Those of us who don’t expect to receive cards and flowers tomorrow, would probably rather fast-forward to February 15th than endure a day of being surrounded by loved-up romantics.
However, it seems that it’s not only singletons who want to forget the 14th. People with food allergies may also want to give cupid a wide berth.
“Having an allergic reaction immediately after kissing someone who has eaten the food or taken the medication that you are allergic to isn’t highly unusual,” says allergist Sami Bahna, MD. “However some patients react after their partner has brushed his or her teeth or several hours after eating. It turns out that their partners’ saliva is excreting the allergen hours after the food or medicine has been absorbed by their body.”
Symptoms of kissing allergies include swelling of the lips or throat, rash, hives, itching and wheezing.
When things turn more intimate, allergies can be even more disruptive. Allergists have seen cases of people experiencing allergies to chemicals in spermicides, lubricants, latex or even a partner’s semen. Some people even develop hives or wheezing from the natural chemicals released by their own body during sexual interaction.

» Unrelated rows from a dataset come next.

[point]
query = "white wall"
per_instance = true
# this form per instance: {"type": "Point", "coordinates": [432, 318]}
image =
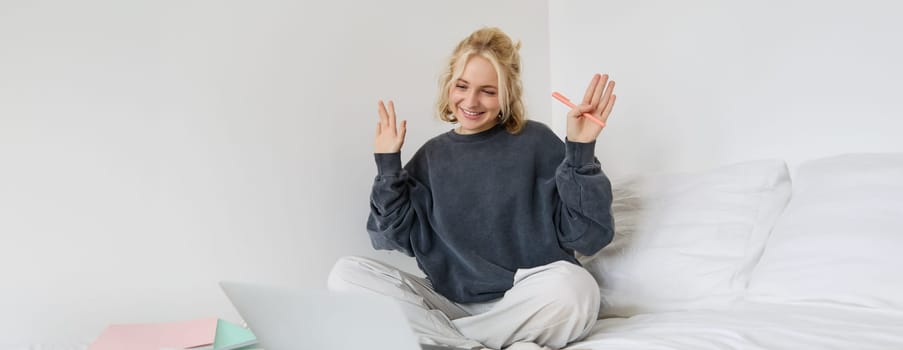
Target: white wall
{"type": "Point", "coordinates": [150, 149]}
{"type": "Point", "coordinates": [708, 82]}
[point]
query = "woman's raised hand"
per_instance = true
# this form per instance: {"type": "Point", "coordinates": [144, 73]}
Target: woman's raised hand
{"type": "Point", "coordinates": [597, 101]}
{"type": "Point", "coordinates": [389, 138]}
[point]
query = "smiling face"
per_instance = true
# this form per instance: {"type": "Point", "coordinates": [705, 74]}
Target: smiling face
{"type": "Point", "coordinates": [474, 96]}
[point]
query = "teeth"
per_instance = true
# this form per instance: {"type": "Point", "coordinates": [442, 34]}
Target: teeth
{"type": "Point", "coordinates": [469, 112]}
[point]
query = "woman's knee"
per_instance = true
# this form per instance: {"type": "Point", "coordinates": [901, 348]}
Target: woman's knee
{"type": "Point", "coordinates": [349, 273]}
{"type": "Point", "coordinates": [568, 288]}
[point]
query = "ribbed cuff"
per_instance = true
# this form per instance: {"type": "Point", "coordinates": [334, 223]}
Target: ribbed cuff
{"type": "Point", "coordinates": [388, 163]}
{"type": "Point", "coordinates": [577, 153]}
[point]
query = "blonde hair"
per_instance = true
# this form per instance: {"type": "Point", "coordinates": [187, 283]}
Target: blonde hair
{"type": "Point", "coordinates": [494, 45]}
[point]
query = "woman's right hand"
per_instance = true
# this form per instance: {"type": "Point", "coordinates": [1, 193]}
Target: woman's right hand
{"type": "Point", "coordinates": [389, 139]}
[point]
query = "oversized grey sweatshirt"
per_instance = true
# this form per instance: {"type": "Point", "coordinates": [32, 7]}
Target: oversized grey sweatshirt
{"type": "Point", "coordinates": [472, 209]}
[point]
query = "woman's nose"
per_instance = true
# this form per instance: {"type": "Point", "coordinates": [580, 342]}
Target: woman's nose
{"type": "Point", "coordinates": [470, 99]}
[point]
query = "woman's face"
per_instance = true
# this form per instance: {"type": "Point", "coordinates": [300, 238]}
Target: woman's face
{"type": "Point", "coordinates": [474, 96]}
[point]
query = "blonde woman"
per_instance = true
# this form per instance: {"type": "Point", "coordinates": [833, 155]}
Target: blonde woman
{"type": "Point", "coordinates": [492, 210]}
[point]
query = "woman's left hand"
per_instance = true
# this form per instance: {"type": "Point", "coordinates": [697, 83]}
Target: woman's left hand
{"type": "Point", "coordinates": [598, 101]}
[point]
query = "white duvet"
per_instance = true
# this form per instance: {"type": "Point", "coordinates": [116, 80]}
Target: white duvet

So what are lovebirds to do?
If you suffer from food or medication allergies, before puckering up you should ask your partner to brush his or her teeth, rinse his or her mouth and avoid the offending food for 16 to 24 hours before smooching. For people allergic to their partner’s semen, we suggest the use of condoms or better still, that you visit your allergist to discuss immunotherapy or allergy shots.
Whether you’re celebrating Valentine’s Day tomorrow or not, SRxA’s Word on Health wishes you a happy and healthy February 14th.